A variety of items today:

Adrian Murdoch is 'thinking out loud' about Julian, Marcus Aurelius, and Ammianus ...

Alun comments on how America really isn't the new Rome ... (presumably referring to the United States) ...

Ed Flinn has a Gallienus/Athena ...

N.S. Gill has some notes on Book III of the Iliad ... she also commemorates Trajan's birthday (yesterday) ...

Ioannis Georganas provides us with a report from the Greek press on the discovery of the harbour of Knossos ...

Laura Gibbs has her usual triposterate of Latin game (a crossword), proverb, and Bible passage (from Daniel) ....

Michael Gilleland has a poem by Palladas ...

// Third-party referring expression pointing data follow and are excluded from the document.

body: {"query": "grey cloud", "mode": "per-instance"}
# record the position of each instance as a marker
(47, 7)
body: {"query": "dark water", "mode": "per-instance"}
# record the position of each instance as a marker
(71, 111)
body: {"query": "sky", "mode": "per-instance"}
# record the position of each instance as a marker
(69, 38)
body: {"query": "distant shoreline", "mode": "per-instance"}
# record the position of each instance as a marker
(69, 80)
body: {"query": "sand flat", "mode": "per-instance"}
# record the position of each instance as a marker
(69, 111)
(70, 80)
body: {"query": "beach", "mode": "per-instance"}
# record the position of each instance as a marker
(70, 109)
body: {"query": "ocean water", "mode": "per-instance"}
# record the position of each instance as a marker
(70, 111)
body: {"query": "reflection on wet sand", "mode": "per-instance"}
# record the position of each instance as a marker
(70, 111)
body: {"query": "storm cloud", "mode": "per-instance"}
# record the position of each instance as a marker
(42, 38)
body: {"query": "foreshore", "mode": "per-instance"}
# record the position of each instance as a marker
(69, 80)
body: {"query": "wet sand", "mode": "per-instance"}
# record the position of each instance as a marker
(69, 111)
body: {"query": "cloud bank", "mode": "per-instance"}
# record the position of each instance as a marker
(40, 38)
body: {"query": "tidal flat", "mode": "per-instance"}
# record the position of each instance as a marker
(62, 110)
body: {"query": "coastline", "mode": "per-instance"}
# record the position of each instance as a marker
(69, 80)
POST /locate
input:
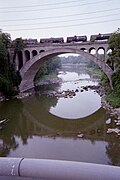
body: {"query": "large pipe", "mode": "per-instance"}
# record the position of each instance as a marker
(55, 169)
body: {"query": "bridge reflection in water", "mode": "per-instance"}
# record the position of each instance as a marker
(30, 122)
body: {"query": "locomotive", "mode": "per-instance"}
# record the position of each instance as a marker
(30, 41)
(100, 37)
(52, 40)
(76, 39)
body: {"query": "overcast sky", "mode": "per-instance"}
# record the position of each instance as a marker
(58, 18)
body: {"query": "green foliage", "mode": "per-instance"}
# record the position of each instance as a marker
(113, 99)
(116, 82)
(113, 96)
(8, 76)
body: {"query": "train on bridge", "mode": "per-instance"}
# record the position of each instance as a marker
(71, 39)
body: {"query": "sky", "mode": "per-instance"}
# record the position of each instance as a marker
(58, 18)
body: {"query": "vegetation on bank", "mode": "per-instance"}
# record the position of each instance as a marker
(9, 77)
(113, 96)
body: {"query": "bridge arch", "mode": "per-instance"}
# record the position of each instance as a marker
(29, 70)
(27, 55)
(34, 53)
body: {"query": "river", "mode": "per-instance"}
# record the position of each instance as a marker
(65, 128)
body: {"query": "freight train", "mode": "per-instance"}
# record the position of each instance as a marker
(72, 39)
(100, 37)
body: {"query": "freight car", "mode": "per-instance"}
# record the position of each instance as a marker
(77, 39)
(100, 37)
(30, 41)
(52, 40)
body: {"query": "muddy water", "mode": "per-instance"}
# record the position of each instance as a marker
(43, 126)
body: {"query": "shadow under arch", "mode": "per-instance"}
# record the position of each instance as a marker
(31, 68)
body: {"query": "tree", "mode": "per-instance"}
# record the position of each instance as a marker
(8, 76)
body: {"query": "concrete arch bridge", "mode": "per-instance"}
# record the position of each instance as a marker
(34, 55)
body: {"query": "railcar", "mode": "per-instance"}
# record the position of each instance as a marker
(52, 40)
(76, 39)
(30, 41)
(100, 37)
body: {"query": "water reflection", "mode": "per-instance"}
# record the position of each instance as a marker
(33, 132)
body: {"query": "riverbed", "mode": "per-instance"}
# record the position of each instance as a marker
(73, 128)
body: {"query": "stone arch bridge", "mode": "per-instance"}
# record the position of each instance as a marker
(29, 60)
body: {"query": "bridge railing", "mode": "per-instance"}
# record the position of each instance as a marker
(55, 169)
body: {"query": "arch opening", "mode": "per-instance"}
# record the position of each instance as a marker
(28, 72)
(92, 51)
(27, 55)
(84, 49)
(34, 53)
(41, 51)
(20, 59)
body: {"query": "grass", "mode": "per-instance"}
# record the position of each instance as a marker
(114, 99)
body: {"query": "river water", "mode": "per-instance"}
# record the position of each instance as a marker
(72, 128)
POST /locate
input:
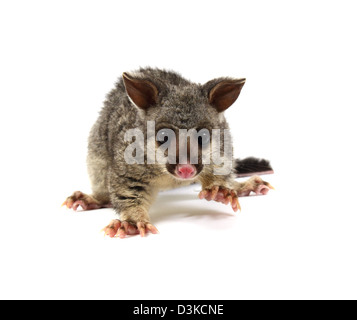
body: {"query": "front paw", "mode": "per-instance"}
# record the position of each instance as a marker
(255, 184)
(121, 229)
(221, 194)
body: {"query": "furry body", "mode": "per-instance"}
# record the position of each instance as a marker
(172, 102)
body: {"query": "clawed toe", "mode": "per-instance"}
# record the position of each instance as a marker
(221, 194)
(121, 229)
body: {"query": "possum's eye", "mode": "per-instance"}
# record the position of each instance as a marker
(165, 135)
(203, 137)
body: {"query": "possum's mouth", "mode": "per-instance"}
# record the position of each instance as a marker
(184, 171)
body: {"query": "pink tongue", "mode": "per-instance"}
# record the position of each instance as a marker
(185, 171)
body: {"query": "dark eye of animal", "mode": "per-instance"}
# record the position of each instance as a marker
(163, 136)
(203, 139)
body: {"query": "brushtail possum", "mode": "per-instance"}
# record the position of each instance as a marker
(161, 107)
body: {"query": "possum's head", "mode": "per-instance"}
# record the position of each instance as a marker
(184, 117)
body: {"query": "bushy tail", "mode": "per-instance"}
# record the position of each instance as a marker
(251, 166)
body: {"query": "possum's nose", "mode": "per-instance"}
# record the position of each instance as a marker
(185, 171)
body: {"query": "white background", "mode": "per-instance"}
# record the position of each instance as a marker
(58, 61)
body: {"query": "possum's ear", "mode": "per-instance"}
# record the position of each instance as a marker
(224, 93)
(142, 92)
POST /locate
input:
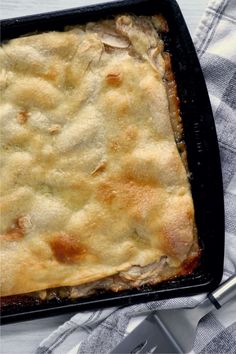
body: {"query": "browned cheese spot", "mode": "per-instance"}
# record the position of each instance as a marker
(114, 79)
(66, 248)
(99, 169)
(22, 117)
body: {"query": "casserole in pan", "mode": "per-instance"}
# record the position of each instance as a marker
(97, 201)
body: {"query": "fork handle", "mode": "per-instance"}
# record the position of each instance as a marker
(224, 292)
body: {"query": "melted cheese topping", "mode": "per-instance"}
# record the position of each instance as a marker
(92, 181)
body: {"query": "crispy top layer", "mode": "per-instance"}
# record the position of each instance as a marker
(92, 181)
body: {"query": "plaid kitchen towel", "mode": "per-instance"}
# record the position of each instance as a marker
(100, 331)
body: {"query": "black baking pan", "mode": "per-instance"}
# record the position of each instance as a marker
(202, 147)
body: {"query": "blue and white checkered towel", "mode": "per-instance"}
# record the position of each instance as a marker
(100, 331)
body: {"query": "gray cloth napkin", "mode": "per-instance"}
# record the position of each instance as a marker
(100, 331)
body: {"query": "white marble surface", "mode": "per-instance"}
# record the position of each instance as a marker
(23, 338)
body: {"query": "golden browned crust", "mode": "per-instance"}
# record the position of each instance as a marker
(94, 193)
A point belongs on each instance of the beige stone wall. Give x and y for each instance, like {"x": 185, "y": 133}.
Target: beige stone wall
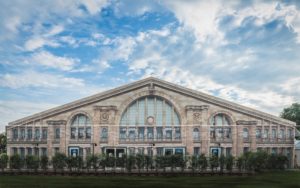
{"x": 193, "y": 113}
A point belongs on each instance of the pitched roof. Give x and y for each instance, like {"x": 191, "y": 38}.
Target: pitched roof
{"x": 156, "y": 82}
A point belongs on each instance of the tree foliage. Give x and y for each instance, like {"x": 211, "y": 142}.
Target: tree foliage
{"x": 3, "y": 143}
{"x": 292, "y": 113}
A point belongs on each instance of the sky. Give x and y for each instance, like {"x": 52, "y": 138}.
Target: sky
{"x": 54, "y": 52}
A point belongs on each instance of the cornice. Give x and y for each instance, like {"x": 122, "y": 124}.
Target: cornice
{"x": 151, "y": 82}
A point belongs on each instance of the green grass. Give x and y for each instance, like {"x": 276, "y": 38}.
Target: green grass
{"x": 289, "y": 179}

I note there's a new blog out there ... audio video disco seems to be a team blog from a Latin teacher (jm) and robin (whose profile comes up as an error) ... interesting stuff there which seems to parallel what's going on in jm's classroom ...

Project Gutenberg has put up Foster's translation of Cassius Dio ... as Adrian Murdoch notes, it's probably better to stick with the Cary translation at Lacus Curtius, if you need it online ....


Three more papers up at the Princeton/Stanford Working Papers page:

From “Socratic logoi” to “dialogues”: Dialogue in Fourth-century Genre Theory
Andrew Ford, Princeton University
This paper argues that we can only have a just appreciation of the rise and early development of philosophic dialogue in Greece by bracketing the immense influence that the Platonic version of the form has exerted and turning instead to tracing how “Socratic logoi” came to be recognized as a new prose genre in fourth-century Athens. A consideration of the early terms used to name the form suggests that dialogue should not be derived from fifth-century mime or drama but should be understood in the context of the burgeoning rhetorical literature of the period; in particular, dialogue will be shown to be one of many innovative kinds of fictional speech-texts that were proclaiming new and special powers for written prose.


THE GENRE OF GENRES: Paeans and Paian in Early Greek Poetry
Andrew Ford, Princeton University
Abstract: This essay considers recent monographs on the paean as a significant, if problematic example of the return of genre as a critical category in Greek lyric. I then consider why the peaen remains resistant to neat classification and finally suggest, through reading a series of early paeanic texts, that we can better understand the elusive form if we put aside the quest for a timeless, ideal pattern and notice instead certain religious and rhetorical dynamics that the paian-cry itself entails.


Herodotus and the Poets
Andrew Ford, Princeton University
Abstract: This is an attempt to describe Herodotus’ relation to Greek poets, both as historical sources and as “cultural capital.” It is a brief discussion (1500 words) written for a general audience; but it may be of interest as raising a matter not often considered outside of the excellent and long study by Ph.-E. Legrand in Vol. 1 of the Budé Hérodote (pp. 147 ff.).